Project Christine - michaeldhopkins
http://www.razerzone.com/christine

======
greenyoda
I'd find this a more appealing idea if the modules were built to an open,
standardized interface and you had a choice of many vendors when upgrading
your machine. However, by buying the existing system, you'd be locking
yourself into only using proprietary modules that are available from the
original vendor.

I'm also not sure what the value proposition is here. Let's say I'm the kind
of user who doesn't know how to add RAM or a disk drive to my existing
machine. Wouldn't it be cheaper to pay someone a hundred dollars of labor cost
to do it for me than to buy this expensive hardware? Upgrading a machine is a
fairly rare occurance.

------
SkyMarshal
This looks awesome, kudos to Razer for attempting it.

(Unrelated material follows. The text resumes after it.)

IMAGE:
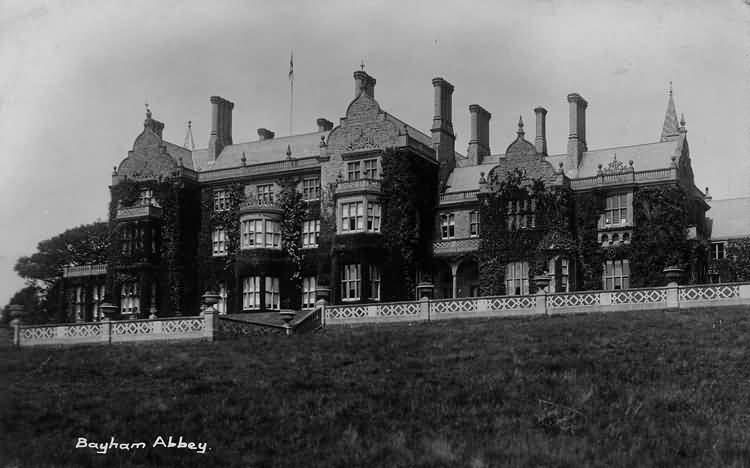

One thing I wonder is, the perpetual problem for diy system builders is that
eventually socket/connection technology is obsoleted and you have to upgrade
your motherboard in order to upgrade the CPU, GPU, HDD, etc.

This essentially looks like a more accessible motherboard, but still subject
to that problem where eventually you'll have to replace the core product in
order to keep updating the peripherals.

In fact, I doubt a stable socket/connection technology will ever be arrived
at, so it seems the only solution is to make those (and the motherboard) as
interchangeable as all the other components, essentially an equal piece of the
puzzle rather than the core of it all.

I wonder if it's even possible to engineer a computer where both the
motherboard and the sockets/slots are abstracted away into components that are
just as easily replaced/upgraded as the GPU, CPU, Disc player, HDDs, etc.

------
notacoward
It looks like a really interesting idea. I'll check back in a few months, see
if there's more information than that two-second elevator pitch of a website.

------
Eptis
Would love this! Mostly because of the high performance-low noise stuff

------
emeraldd
The fact that my scroll wheel breaks is really really _really_ annoying.

------
justzisguyuknow
CompuBlox!